Die Verhandlungen dürften also schon am heutigen Freitag wieder aufgenommen werden. Die Frage, wer Innen- und Finanzministerium bekommt, bleibt spannend. Bei einer neuerlichen Zusammenkunft der Sechserrunde muss nicht nur ein Kompromiss, was die Ressortverteilung betrifft, her, sondern auch die Knackpunkte kommen jetzt auf den Tisch.
Wie "Heute" erfuhr, haben nämlich mittlerweile alle 13 Untergruppen ihre Gespräche beendet. In sehr vielen Bereichen ist man sich einig. Doch zentrale Punkte blieben für die Parteichefs Kickl und Stocker offen. So etwa die Frage nach einer Bankenabgabe, der steuerlichen Absetzbarkeit des Kirchenbeitrags oder wie die Corona-Pandemie aufgearbeitet werden soll.
Ein zentrales Anliegen der Freiheitlichen: die Abschaffung der ORF-Haushaltsabgabe.
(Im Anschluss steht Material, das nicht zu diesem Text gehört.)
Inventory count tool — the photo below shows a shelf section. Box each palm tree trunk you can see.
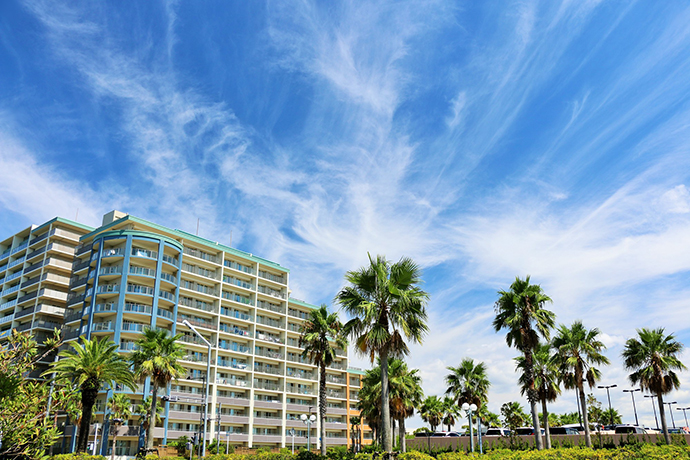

Schon 2026 wollen die Blauen die Rundfunkgebühr auf 10 Euro pro Monat reduzieren, im Jahr darauf komplett schleifen. Bei Skyshield ist man sich zuletzt schon weitestgehend einig geworden. Die ÖVP wiederum möchte "den Blick Österreichs auf die Welt" außer Streit stellen. Parteichef Christian Stocker verlangt, "dass wir uns unsere Partner in der freien, westlichen Welt suchen – und nicht in autoritären Regimen".
Indes meldeten sich Rot und Grün mit scharfer Kritik an Blau und Schwarz zu Wort: FPÖ und ÖVP seien sich schnell einig, wenn man die Bevölkerung zur Kasse bitten will, so SPÖ-Klubchef Philip Kucher. "Wenn es darum geht, Pensionisten auszusackeln und die Mittelschicht zur Kasse zu bitten, sind Kickl und Stocker schneller fertig als Marcel Hirscher in seinen besten Zeiten unterwegs war." Wenn es dagegen um Posten, Macht und eigene Ministerbüros gehe, würden die beiden Parteien tagelang streiten. "Das zeigt: Bei FPÖ und ÖVP geht es nur um Posten", so Kucher weiter, der von einem "unwürdigen Schauspiel" sprach.
Grünen-Chef Werner Kogler wiederum nahm Wirtschaftskammer-Präsident Harald Mahrer – einen der Chefverhandler der ÖVP – ins Visier. Der hatte zuletzt auch in "Heute" davor gewarnt, dass der internationale Ruf Österreichs bei Blau-Schwarz in Gefahr sei: "Sie haben es in der Hand, dass Österreich nicht zum Außenseiter in der EU wird", appellierte der Noch-Minister, die Verhandlungen mit Herbert Kickl und der FPÖ zu beenden.
In einem offenen Brief haben sich mehr als 1.000 Wissenschafter gegen eine Regierung unter Führung der FPÖ ausgesprochen. Diese würde Rechtsstaatlichkeit, Menschenrechte und Minderheitenschutz, Medienfreiheit, eine unabhängige Justiz und die Wissenschaft gefährden. Bei mehreren "Unterschriften" auf dem Protest-Brief handelt es sich allerdings deutlich erkennbar um Fake-Unterstützer.